In consideration of time, weather and other reasons, the groove type solar heat collection device cannot heat the heat conduction oil to the required temperature, so that a heat storage system is additionally arranged. The heat conducting oil flowing out of the solar heat collector is divided into two parts through the control of a three-way valve. One part is directly used for the baking reaction to provide heat for the baking reaction, and the other part flows into the molten salt heat storage tank to store and collect heat energy and then flows back into the oil storage tank. When the sunshine condition is good in the daytime, the solar energy can heat the heat conduction oil, one part of the heat conduction oil is used for baking, and the other part of the heat conduction oil is used for heating the molten salt. The heat stored in the molten salt can be released to the heat conducting oil for baking at night or in rainy and snowy days, and an electric heating device is required to be arranged in the molten salt heat storage tank in the process of heat loss. When the rain and snow day continues, the low valley electricity is used for directly heating the baking reactor at night, the low valley electricity is used for electrically heating the molten salt for heat storage, and the molten salt is used for heating the heat conducting oil to provide heat for the baking reaction in the daytime.

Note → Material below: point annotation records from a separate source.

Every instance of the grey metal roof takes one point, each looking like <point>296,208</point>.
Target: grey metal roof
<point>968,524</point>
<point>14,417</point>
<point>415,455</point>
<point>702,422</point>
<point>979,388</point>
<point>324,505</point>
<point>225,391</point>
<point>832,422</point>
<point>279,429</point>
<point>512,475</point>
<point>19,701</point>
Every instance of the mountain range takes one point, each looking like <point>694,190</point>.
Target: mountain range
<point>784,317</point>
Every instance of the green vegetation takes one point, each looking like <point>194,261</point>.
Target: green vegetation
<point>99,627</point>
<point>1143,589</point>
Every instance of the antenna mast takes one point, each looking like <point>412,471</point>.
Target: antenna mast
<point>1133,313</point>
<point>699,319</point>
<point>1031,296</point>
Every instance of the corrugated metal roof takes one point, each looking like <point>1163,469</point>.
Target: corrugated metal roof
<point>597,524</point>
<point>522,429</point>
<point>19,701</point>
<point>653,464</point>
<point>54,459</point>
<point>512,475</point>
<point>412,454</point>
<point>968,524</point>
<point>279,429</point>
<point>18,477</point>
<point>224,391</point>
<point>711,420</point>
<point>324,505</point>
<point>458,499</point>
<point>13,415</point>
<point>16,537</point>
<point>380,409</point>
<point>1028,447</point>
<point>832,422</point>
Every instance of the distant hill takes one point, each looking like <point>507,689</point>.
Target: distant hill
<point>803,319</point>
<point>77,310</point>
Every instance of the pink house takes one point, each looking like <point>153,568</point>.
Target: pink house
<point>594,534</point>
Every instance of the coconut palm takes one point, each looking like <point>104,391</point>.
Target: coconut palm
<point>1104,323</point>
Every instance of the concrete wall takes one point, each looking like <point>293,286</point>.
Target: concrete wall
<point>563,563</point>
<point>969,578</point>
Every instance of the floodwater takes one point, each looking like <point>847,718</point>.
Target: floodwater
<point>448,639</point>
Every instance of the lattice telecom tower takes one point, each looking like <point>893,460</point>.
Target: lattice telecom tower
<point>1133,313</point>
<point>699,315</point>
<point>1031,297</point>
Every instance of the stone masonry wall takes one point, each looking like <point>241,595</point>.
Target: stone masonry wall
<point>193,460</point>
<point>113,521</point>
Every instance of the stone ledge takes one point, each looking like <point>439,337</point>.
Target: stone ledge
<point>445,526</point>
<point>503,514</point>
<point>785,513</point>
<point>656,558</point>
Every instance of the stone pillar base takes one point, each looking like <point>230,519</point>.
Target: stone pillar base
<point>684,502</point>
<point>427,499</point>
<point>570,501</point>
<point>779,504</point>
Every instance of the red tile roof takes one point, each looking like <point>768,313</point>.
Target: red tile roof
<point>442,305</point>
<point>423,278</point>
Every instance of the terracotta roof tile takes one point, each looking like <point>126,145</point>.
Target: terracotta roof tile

The present invention uses step energy utilization. High-temperature heat conducting oil flowing out of the solar heat collector enters the baking reactor after reaching the baking temperature to provide heat for biomass baking, which is the first-level utilization of energy. The low-temperature heat conducting oil from the baking reactor is reduced in temperature, but still has residual heat, and is introduced into the drying reactor to provide heat for drying dehydration and preheating of the biomass raw material. The cascade utilization of energy fully utilizes the energy with different tastes, and meets the economic requirement in industrial production.

Because the heat conduction oil has low corrosivity and low toxicity, a safety valve is additionally arranged at the joint of each device, and the phenomenon that the heat conduction oil flows out due to the fact that a certain part is damaged is avoided.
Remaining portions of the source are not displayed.